Перед уходом - [20]

Шрифт
Интервал

Зашли в его маленький душный кабинетик, перелистали. Оказалось, да — можно, правила предусматривают такой вариант, однако Марья Гавриловна пожелала сдать экзамены вместе с другими: боялась, что, воспользовавшись льготой, может занять чужое место. Но все сошло удачно. Последним приемным экзаменом для нее стал иностранный язык — немецкий. Преподавательница, которая годилась ей в дочери, поставила Марье Гавриловне «хорошо» и с привычной размашистостью подписалась. «Ваш экзаменационный лист я оставлю у себя, — сказала она. — Поздравляю вас… Должна заметить, что словарный запас у вас поразительно обширен, неплохи дела с грамматикой, но вот произношение…»

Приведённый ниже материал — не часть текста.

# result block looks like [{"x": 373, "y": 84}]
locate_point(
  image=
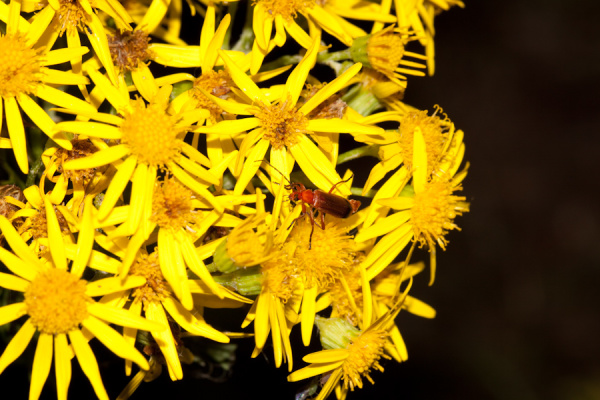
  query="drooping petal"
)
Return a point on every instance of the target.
[{"x": 114, "y": 341}]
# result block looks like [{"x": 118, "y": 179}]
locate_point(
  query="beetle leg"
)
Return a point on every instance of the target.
[
  {"x": 346, "y": 180},
  {"x": 312, "y": 228}
]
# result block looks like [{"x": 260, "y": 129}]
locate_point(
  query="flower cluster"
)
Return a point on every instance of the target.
[{"x": 139, "y": 195}]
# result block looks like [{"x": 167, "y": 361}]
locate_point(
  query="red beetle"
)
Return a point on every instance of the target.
[{"x": 323, "y": 202}]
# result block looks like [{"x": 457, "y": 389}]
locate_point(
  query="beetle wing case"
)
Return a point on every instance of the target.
[{"x": 332, "y": 204}]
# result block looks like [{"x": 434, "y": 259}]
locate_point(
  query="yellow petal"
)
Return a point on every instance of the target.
[
  {"x": 114, "y": 341},
  {"x": 17, "y": 345},
  {"x": 419, "y": 168},
  {"x": 243, "y": 81},
  {"x": 313, "y": 370},
  {"x": 297, "y": 79},
  {"x": 16, "y": 132},
  {"x": 57, "y": 246},
  {"x": 308, "y": 313},
  {"x": 190, "y": 323},
  {"x": 165, "y": 340},
  {"x": 118, "y": 184},
  {"x": 327, "y": 356},
  {"x": 113, "y": 284},
  {"x": 42, "y": 362},
  {"x": 62, "y": 99},
  {"x": 62, "y": 365},
  {"x": 88, "y": 362}
]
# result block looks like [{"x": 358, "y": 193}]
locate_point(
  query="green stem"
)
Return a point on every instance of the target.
[
  {"x": 364, "y": 151},
  {"x": 335, "y": 56},
  {"x": 281, "y": 62},
  {"x": 35, "y": 171}
]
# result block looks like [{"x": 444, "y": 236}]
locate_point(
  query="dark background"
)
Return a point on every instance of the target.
[{"x": 517, "y": 290}]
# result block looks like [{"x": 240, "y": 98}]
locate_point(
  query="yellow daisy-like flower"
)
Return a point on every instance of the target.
[
  {"x": 75, "y": 16},
  {"x": 155, "y": 299},
  {"x": 149, "y": 138},
  {"x": 385, "y": 52},
  {"x": 425, "y": 216},
  {"x": 283, "y": 126},
  {"x": 327, "y": 15},
  {"x": 397, "y": 148},
  {"x": 59, "y": 303},
  {"x": 24, "y": 74},
  {"x": 351, "y": 356}
]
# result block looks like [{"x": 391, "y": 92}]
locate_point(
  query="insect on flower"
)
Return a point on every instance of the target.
[{"x": 318, "y": 201}]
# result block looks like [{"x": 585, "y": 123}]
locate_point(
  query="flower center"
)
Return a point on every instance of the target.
[
  {"x": 435, "y": 132},
  {"x": 156, "y": 287},
  {"x": 288, "y": 9},
  {"x": 81, "y": 148},
  {"x": 20, "y": 66},
  {"x": 56, "y": 301},
  {"x": 434, "y": 211},
  {"x": 333, "y": 107},
  {"x": 128, "y": 49},
  {"x": 281, "y": 124},
  {"x": 151, "y": 133},
  {"x": 71, "y": 16},
  {"x": 172, "y": 205},
  {"x": 385, "y": 52},
  {"x": 331, "y": 253},
  {"x": 365, "y": 352},
  {"x": 217, "y": 83}
]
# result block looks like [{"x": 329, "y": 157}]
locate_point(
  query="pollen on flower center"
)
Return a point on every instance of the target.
[
  {"x": 330, "y": 255},
  {"x": 217, "y": 83},
  {"x": 434, "y": 211},
  {"x": 364, "y": 354},
  {"x": 435, "y": 131},
  {"x": 156, "y": 287},
  {"x": 151, "y": 133},
  {"x": 288, "y": 9},
  {"x": 56, "y": 301},
  {"x": 128, "y": 49},
  {"x": 20, "y": 66},
  {"x": 71, "y": 16},
  {"x": 282, "y": 124},
  {"x": 172, "y": 205}
]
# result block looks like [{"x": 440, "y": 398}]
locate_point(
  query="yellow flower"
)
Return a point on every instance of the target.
[
  {"x": 283, "y": 126},
  {"x": 74, "y": 16},
  {"x": 327, "y": 15},
  {"x": 384, "y": 51},
  {"x": 24, "y": 74},
  {"x": 439, "y": 135},
  {"x": 150, "y": 138},
  {"x": 58, "y": 303},
  {"x": 425, "y": 216},
  {"x": 350, "y": 354},
  {"x": 155, "y": 299}
]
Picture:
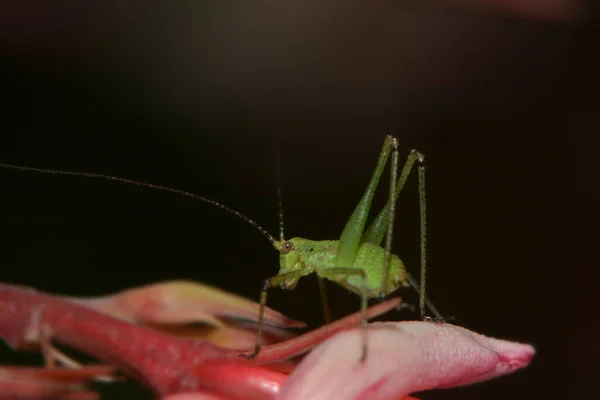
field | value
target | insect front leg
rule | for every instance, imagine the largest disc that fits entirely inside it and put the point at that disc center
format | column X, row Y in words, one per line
column 334, row 274
column 324, row 300
column 269, row 283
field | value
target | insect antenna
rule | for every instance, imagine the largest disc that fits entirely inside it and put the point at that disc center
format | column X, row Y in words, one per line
column 143, row 184
column 279, row 191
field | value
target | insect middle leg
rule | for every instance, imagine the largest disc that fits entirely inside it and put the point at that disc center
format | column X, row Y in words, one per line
column 335, row 274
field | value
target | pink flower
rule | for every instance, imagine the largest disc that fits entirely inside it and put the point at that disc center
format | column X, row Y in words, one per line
column 404, row 357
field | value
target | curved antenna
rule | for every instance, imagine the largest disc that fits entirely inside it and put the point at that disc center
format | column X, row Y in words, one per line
column 144, row 184
column 279, row 195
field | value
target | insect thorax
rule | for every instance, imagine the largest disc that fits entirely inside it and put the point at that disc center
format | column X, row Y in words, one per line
column 308, row 256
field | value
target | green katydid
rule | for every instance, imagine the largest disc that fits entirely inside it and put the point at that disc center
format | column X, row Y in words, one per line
column 356, row 261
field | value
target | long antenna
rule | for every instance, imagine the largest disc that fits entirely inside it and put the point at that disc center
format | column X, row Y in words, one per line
column 143, row 184
column 279, row 195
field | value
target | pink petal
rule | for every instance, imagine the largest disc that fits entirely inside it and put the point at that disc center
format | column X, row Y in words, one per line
column 403, row 358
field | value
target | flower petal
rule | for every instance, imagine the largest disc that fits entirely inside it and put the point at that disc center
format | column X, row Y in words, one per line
column 403, row 358
column 190, row 309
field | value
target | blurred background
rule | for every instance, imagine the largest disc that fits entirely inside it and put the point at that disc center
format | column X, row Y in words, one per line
column 502, row 97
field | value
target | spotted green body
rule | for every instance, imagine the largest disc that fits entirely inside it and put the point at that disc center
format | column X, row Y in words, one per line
column 357, row 261
column 310, row 256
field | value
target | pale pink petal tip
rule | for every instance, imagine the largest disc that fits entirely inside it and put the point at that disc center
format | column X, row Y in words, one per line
column 403, row 358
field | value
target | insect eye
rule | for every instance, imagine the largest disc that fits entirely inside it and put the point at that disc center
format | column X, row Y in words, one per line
column 286, row 247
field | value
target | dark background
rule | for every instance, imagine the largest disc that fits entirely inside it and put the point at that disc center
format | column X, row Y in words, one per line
column 200, row 96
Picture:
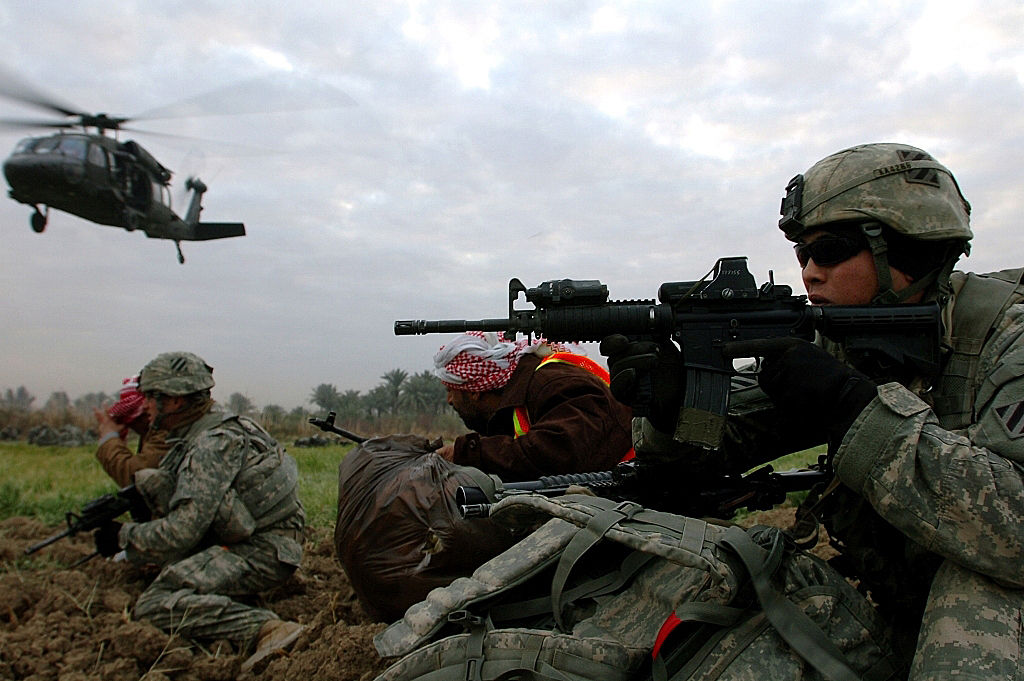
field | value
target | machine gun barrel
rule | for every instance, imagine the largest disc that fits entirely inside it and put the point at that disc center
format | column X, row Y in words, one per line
column 327, row 425
column 654, row 486
column 97, row 512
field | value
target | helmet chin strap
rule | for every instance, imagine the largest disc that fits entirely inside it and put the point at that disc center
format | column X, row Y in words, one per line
column 161, row 414
column 886, row 294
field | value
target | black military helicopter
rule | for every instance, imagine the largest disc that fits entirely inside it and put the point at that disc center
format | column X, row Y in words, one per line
column 97, row 177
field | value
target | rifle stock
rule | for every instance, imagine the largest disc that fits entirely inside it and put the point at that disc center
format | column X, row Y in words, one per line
column 97, row 512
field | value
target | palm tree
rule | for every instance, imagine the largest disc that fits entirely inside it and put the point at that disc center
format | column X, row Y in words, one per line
column 423, row 393
column 393, row 381
column 326, row 396
column 240, row 405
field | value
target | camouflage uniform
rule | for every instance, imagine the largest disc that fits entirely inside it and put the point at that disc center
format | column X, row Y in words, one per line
column 929, row 514
column 119, row 462
column 233, row 526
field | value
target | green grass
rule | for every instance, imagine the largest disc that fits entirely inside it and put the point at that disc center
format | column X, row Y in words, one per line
column 46, row 481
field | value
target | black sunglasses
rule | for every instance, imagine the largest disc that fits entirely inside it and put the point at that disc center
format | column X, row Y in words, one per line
column 830, row 249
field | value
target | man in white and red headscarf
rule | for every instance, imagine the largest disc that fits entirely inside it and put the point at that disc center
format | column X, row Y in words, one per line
column 114, row 424
column 536, row 409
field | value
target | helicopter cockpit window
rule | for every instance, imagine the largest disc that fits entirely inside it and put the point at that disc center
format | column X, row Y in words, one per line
column 74, row 146
column 97, row 156
column 160, row 194
column 46, row 145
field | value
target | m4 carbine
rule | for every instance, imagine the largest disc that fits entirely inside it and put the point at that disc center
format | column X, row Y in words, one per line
column 656, row 486
column 98, row 512
column 702, row 316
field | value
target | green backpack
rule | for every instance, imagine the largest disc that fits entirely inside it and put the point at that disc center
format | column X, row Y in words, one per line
column 607, row 591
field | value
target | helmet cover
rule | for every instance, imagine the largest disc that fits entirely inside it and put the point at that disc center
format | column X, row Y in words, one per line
column 176, row 374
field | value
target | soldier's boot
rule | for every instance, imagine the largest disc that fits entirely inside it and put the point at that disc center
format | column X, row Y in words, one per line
column 273, row 637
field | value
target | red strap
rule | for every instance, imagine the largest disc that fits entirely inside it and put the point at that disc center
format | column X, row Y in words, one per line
column 667, row 628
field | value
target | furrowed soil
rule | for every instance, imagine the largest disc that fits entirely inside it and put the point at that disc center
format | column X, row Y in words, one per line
column 74, row 624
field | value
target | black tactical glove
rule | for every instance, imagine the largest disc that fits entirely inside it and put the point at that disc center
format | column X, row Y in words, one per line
column 107, row 538
column 811, row 389
column 648, row 377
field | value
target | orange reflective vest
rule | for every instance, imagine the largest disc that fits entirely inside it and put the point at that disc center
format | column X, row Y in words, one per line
column 520, row 419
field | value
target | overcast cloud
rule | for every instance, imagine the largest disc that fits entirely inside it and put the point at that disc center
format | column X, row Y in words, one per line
column 634, row 142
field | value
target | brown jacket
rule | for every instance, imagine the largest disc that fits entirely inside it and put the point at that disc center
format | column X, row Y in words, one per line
column 576, row 425
column 121, row 464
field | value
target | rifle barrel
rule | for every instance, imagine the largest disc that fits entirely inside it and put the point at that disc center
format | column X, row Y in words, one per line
column 46, row 542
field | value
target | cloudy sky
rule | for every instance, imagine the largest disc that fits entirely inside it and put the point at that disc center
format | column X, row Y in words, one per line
column 634, row 142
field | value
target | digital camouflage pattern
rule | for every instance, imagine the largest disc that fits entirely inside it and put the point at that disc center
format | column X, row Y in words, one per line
column 690, row 568
column 925, row 481
column 896, row 184
column 233, row 527
column 972, row 629
column 176, row 374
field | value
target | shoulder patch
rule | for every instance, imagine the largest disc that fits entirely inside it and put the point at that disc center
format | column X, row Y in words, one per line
column 1012, row 417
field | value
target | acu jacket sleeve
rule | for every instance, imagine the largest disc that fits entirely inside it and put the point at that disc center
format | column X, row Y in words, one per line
column 957, row 493
column 207, row 471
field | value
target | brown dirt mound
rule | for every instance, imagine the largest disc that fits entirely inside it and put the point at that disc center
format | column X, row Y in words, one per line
column 74, row 625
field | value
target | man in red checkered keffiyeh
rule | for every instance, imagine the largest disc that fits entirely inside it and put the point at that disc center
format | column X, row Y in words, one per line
column 115, row 423
column 536, row 408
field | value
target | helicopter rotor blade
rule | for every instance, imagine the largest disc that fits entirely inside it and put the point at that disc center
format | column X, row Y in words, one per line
column 266, row 94
column 231, row 149
column 14, row 87
column 25, row 123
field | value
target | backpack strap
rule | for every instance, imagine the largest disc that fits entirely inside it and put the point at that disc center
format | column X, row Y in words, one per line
column 588, row 537
column 803, row 635
column 605, row 584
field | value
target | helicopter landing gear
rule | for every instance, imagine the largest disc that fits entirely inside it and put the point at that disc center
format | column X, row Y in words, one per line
column 38, row 220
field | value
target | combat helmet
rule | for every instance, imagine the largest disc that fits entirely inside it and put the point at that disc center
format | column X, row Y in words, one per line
column 176, row 374
column 896, row 185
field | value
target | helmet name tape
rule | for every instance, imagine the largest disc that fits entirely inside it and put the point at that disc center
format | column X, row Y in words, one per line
column 866, row 177
column 889, row 170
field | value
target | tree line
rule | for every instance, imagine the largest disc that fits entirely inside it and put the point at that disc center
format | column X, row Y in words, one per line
column 400, row 402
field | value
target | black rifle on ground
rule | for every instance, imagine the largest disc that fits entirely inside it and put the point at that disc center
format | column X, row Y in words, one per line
column 726, row 305
column 98, row 512
column 760, row 490
column 328, row 426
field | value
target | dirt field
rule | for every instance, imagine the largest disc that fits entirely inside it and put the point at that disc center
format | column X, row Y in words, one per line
column 74, row 625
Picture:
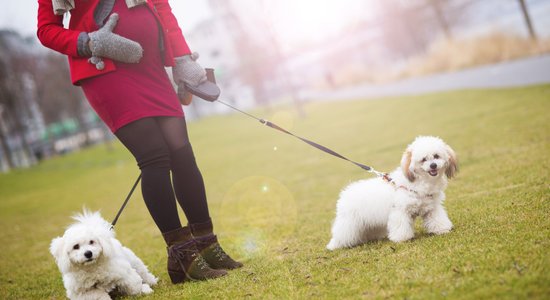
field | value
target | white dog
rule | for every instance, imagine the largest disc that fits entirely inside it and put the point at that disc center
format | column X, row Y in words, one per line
column 374, row 209
column 94, row 263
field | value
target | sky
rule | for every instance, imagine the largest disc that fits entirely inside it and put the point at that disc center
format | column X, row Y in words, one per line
column 20, row 15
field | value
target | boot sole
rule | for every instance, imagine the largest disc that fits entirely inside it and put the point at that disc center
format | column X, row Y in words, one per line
column 177, row 277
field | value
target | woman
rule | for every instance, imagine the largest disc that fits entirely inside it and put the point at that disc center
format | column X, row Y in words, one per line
column 117, row 51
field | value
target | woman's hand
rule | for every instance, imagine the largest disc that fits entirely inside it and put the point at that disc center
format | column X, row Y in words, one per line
column 187, row 71
column 105, row 43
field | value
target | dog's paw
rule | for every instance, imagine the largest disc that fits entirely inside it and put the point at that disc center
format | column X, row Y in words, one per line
column 400, row 237
column 442, row 230
column 146, row 289
column 332, row 245
column 150, row 279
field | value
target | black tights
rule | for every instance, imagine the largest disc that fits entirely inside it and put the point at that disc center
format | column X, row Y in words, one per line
column 161, row 145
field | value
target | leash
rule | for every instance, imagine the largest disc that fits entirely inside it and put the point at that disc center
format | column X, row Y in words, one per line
column 125, row 202
column 313, row 144
column 209, row 91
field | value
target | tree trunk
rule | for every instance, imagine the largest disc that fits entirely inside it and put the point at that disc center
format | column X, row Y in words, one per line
column 527, row 19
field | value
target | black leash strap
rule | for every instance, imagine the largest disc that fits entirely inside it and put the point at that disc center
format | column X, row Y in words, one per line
column 320, row 147
column 125, row 202
column 274, row 126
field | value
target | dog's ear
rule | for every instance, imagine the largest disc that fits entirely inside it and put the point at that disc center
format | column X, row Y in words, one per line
column 56, row 246
column 61, row 258
column 452, row 168
column 405, row 165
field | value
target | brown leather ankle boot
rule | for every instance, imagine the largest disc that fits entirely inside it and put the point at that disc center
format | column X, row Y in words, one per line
column 212, row 252
column 184, row 260
column 210, row 249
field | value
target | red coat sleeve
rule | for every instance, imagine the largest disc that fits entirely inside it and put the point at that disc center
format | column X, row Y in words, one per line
column 51, row 32
column 172, row 31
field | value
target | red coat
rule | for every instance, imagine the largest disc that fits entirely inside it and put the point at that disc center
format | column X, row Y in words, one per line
column 52, row 34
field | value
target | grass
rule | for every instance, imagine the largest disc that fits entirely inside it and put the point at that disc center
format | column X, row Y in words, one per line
column 272, row 199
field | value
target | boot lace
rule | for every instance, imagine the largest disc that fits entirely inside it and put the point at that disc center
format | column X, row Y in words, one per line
column 186, row 251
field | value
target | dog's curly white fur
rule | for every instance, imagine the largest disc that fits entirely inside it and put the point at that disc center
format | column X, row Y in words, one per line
column 94, row 263
column 375, row 209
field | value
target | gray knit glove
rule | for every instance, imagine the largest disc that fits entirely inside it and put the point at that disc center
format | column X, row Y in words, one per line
column 187, row 71
column 105, row 43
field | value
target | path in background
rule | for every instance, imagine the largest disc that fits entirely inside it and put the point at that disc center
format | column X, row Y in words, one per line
column 530, row 71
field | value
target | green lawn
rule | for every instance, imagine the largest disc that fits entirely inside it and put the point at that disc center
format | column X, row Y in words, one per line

Произношение требует языковой практики, тренировки. А с кем, скажите на милость, Марье Гавриловне было разговаривать по-немецки? В селе-то? На школьном дворе в переменках кричать вместе с расшалившимися, развоевавшимися мальчишками из начальных классов «хенде хох!»? Или вместе с ними хором повторять спряжения: «ихь бин», «ду бист»? Преподаватели иностранных языков менялись в их школе особенно часто. Один — студент-филолог, изгнанный из именитого университета на год за какие-то прегрешения, — даже жил у Марьи Гавриловны, снимал комнату, но близко они не сошлись. Даже разговаривали редко: «Толя, не поможете ли мне с дровами?»; «Толя, я, конечно, не имею права вмешиваться в вашу личную жизнь, но не слишком ли вы, — щелчок по горлу, — много и часто?»; «Марья Гавриловна, вот вам деньги — за комнату. Извините, что задержал». — «Что вы, Толя? Я не возьму!»

У Марьи Гавриловны хватило воображения представить себе, как изумился бы неряшливый постоялец, всегда за едой читавший одну и ту же растрепанную, исчерканную книгу — «Drei Kameraden», изданную советским издательством по-немецки, предложи она ему поговорить на языке Ремарка и Гете или, уже по-русски, обсудить, как на протяжении веков все у нас, русских, с немцами трагически перепуталось. Да он, без сомнения, счел бы ее спятившей с ума. А прослыть дурой гораздо хуже, чем Мессалиной. Летом экс-студент получил на руки честно заработанную характеристику и отбыл восстанавливаться в своем университете. Назад он не вернулся. Восстановился, наверное. А Марья Гавриловна на старости лет стала заочницей историко-филологического факультета.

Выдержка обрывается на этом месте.